The Institute of Medicine has published the framework as a discussion paper, available here. Although it may seem obvious that both the demands for higher reliability and higher-value health care require robust electronic health records, information exchange and deep analytic capabilities, it remains difficult to measure the return on investment in information systems, the authors note. The lack of a standard model for ascribing the costs of implementing or the benefits of using EHRs and related technology makes comparisons across different institutional experiences, different implementation approaches, and different technologies difficult. Moreover, the absence of a format for a standard business case for information investment may add to the hesitation for investment in information systems and thwart progress in creating the reliable digital foundation needed for a continuously learning health system.
If the industry is to have rational discussions about the value and comparative effectiveness of EHR integration, general standards are needed, the authors contend. A standardized but flexible framework for calculating ROI from information systems can support investment decisions such as timing and product selection. Consequently, the authors have built and are proposing a standard model of evaluation. They identified potential expenses, benefits and revenue impacts, as well as methods for financial prioritization and measurement.

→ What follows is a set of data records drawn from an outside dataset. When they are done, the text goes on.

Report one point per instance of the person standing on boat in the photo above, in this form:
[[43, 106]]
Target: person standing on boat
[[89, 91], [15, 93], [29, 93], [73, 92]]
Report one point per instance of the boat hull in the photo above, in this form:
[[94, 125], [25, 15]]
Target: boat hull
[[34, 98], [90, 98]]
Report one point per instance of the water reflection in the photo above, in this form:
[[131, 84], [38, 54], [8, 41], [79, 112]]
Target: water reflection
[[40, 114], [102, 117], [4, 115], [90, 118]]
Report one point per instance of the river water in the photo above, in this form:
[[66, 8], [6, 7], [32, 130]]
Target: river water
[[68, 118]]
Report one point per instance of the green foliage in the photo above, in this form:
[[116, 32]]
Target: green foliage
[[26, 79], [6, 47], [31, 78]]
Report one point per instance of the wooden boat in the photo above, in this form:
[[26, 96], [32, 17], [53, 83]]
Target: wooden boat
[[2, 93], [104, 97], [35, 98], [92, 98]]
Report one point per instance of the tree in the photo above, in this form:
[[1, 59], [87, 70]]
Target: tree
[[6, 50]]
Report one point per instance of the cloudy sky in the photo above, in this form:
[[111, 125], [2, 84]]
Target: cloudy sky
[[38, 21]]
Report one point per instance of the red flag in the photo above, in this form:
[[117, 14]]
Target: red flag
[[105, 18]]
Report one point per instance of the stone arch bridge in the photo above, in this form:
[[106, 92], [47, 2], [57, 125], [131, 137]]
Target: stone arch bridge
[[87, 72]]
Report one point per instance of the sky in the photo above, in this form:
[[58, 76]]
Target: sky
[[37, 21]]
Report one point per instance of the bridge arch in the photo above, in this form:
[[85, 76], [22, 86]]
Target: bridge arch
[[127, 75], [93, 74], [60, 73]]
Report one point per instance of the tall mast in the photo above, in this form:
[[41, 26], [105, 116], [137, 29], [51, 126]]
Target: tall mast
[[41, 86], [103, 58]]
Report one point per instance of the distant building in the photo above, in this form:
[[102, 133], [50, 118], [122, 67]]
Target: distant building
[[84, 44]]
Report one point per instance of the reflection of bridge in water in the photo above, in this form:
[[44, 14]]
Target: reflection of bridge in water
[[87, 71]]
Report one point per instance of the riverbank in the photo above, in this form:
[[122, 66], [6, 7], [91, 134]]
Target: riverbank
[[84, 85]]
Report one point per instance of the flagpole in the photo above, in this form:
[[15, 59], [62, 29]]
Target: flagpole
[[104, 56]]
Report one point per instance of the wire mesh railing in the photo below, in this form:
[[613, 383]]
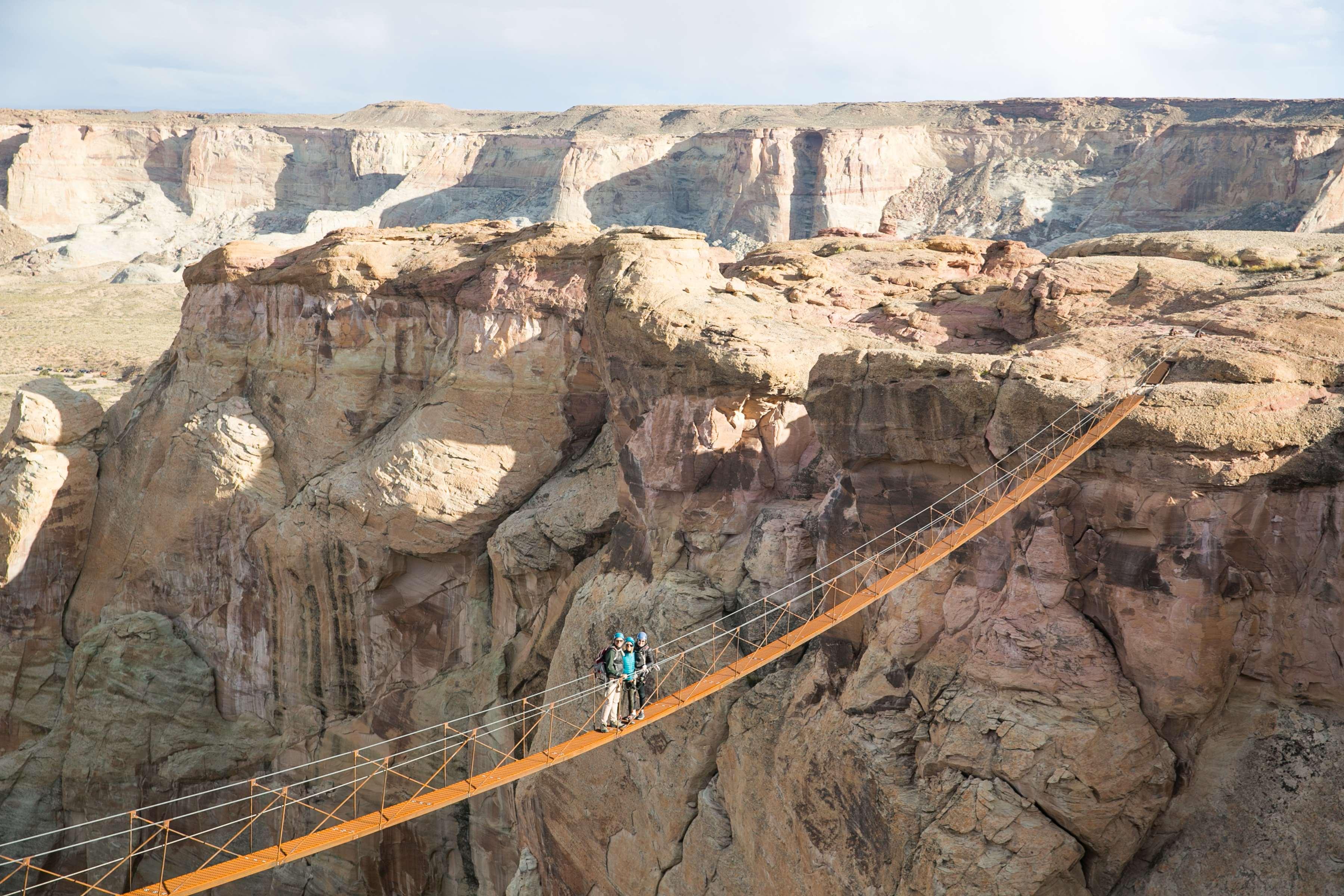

The discussion paper includes multiple tables, such as stakeholders affected by EHR investments and why they are affected. These include the provider institution, patients, patients employer, patients family, purchaser, physician/care providers, society, post-acute care providers, pharmaceutical manufacturers, supply manufacturers, support staff, policy makers and researchers.
Another table lists 28 types of expenses, a description of each, the stage during which they are incurred, and the category (hardware, software, consulting, training, etc.). There also is a similar table of 32 benefits that shows how they align with meaningful use goals, and a table of 14 potential revenue impacts.